If you don’t want to use almond milk, you can use an equal amount of coconut milk as in the original recipe. The lemon juice helps activate the baking soda as well as preventing the batter from browning completely from the banana. Sifting the coconut flour is important because it removes any clumps: unlike other flours, coconut flour clumps are packed tightly and don’t fall apart in wet mixes. You have to be sure to break them up if you don’t sift first.
Makes 1 dozen silver dollar pancakes
1 ripe banana, mashed
2 tbsp. coconut oil or olive oil
1/3 cup unsweetened or vanilla almond milk
About 1 tsp. freshly squeezed lemon juice
1/4 tsp. baking soda
3 tbsp. coconut flour, sifted (I measure the coconut flour into a sifter* and sift directly into the batter)
Mash the banana and mix it with the oil and almond milk in a bowl. Mix in egg. Add the lemon juice and baking soda. Sift in the coconut flour.

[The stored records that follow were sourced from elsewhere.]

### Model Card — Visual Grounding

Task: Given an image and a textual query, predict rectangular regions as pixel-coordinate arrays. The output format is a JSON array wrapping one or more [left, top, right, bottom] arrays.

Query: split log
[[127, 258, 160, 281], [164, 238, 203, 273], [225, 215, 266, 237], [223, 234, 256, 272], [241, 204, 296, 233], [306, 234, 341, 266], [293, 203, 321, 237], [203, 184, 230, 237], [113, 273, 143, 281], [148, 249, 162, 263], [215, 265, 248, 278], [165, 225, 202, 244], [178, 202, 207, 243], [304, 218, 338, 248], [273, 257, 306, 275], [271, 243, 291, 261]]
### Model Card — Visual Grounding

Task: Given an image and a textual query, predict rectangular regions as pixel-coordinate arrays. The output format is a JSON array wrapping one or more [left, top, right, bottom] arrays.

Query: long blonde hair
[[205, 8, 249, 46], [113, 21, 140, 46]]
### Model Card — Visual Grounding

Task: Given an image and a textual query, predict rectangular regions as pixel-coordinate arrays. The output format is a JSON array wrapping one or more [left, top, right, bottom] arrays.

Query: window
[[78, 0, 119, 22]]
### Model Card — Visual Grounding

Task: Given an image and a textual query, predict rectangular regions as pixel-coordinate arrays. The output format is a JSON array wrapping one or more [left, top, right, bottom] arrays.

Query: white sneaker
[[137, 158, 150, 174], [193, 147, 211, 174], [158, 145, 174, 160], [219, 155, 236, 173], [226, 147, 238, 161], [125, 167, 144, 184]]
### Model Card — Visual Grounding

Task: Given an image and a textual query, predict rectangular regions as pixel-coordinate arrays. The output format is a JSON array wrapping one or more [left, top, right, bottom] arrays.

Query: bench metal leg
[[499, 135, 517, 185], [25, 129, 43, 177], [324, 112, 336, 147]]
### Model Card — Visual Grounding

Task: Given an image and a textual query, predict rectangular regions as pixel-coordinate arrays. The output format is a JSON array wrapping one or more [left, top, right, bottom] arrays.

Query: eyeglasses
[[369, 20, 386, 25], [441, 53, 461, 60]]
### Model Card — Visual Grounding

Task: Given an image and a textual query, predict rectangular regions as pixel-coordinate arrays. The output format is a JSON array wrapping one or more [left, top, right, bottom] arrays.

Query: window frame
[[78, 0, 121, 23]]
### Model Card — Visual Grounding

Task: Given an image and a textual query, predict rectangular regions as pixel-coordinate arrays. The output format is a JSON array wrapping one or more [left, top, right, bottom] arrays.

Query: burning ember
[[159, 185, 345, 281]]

Heat a small amount of oil in a fry pan over medium heat. When hot, spoon the batter into the pan – generally, one spoonful per pancake, with each pancake about 2 1/2 to 3 inches in diameter. Cook until the top has bubbles forming and set, looking nearly dry. Flip over to cook the other side until brown or golden brown, carefully sliding the flipper underneath the pancake to keep their circular shape. Transfer to a plate and serve. Enjoy!